Sucked back in...
I asked if you knew anything about genetics because you were writing as if you had no idea at all about heredity or inbreeding.
When I did the agricultural revolution at school we taught about animals being selected to be bred on the basis of their attributes - which implied that the second-rate animals (the low-yielding milk cows, the undersized plough horses) were not bred.
And again - and I am being polite here - your suggestions don't seem to reflect an understanding of genetics.
My solution would be to have a number of allowed breeds and that's it.
All dogs bought from registered breeders of the allowed type,
No cross bredds so no confusion on what sort of dog it is etc.
You've made it plain that you want only 'useful dogs' to be allowed, and it has been pointed out that, never mind the rights of people who enjoy owning pet dogs, there needs to be a population of pet and sport dogs to underpin the working dog population (to absorb the ones who aren't suited to work, to provide advances in training, to keep a wide gene pool, to preserve traits not currently wanted in the working population but which might one day be useful etc etc).

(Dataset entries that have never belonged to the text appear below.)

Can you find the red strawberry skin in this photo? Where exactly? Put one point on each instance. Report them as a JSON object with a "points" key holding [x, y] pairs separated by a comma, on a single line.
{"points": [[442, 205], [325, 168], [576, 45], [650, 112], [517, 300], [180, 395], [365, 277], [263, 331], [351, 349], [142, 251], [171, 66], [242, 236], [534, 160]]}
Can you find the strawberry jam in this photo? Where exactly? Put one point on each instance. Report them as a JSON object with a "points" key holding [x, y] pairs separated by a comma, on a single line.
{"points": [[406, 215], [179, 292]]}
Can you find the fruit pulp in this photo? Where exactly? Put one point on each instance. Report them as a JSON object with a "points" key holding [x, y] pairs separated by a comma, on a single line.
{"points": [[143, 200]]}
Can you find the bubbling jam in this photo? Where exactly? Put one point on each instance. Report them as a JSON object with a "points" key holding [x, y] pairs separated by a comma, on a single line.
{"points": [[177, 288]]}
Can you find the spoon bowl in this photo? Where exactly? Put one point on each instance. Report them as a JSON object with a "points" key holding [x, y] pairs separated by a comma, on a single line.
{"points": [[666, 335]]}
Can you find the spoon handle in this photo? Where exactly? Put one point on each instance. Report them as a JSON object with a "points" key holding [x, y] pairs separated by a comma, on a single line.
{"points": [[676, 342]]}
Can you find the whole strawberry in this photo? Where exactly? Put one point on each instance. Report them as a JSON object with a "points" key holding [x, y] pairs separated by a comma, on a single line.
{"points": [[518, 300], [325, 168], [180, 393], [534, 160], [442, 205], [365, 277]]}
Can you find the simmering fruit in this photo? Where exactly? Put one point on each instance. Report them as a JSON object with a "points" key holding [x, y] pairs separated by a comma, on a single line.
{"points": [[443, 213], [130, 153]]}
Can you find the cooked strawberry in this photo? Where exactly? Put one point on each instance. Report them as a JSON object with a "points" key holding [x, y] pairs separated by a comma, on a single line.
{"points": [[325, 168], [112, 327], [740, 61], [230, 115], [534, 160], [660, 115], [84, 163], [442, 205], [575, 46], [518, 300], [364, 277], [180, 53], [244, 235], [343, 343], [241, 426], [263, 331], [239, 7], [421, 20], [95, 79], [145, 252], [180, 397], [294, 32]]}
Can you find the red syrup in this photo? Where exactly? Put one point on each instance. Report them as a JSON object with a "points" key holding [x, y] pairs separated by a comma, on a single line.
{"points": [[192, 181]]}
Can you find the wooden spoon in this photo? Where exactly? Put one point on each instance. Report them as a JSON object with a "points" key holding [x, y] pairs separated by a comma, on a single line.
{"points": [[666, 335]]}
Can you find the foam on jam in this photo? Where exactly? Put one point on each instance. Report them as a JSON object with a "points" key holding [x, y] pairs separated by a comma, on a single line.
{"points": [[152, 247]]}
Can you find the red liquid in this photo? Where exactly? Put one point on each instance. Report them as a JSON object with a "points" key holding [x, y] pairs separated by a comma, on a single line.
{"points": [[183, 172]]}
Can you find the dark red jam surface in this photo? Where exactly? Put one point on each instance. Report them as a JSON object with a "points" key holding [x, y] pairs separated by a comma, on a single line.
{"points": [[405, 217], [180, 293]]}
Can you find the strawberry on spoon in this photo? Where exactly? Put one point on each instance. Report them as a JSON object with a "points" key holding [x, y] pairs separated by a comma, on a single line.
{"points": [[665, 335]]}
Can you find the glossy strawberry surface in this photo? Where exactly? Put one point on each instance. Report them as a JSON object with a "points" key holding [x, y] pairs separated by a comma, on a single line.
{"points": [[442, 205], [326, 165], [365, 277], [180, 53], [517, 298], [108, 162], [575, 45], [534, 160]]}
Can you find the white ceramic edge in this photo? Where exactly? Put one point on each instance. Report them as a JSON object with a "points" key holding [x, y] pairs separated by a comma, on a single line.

As for never allowing cross-breeding... if the world's various kennel clubs don't wake up to the dangers of shrinking gene pools, they are going to back a lot of breeds into a corner, which might please you as breeds would go extinct. If you constantly breed within a closed gene pool, deleterious alleles have a nasty habit of becoming more concentrated within the population. These are usually recessive
(because the dominant ones make the animal sick so are usually more obvious and can be bred away from) and by the time the realisation dawns that a new disease is popping up, a large proportion of the breed can already be carrying the problem allele. However, various KCs do seem to be waking up and there are various sanctioned outcross projects popping up around the world.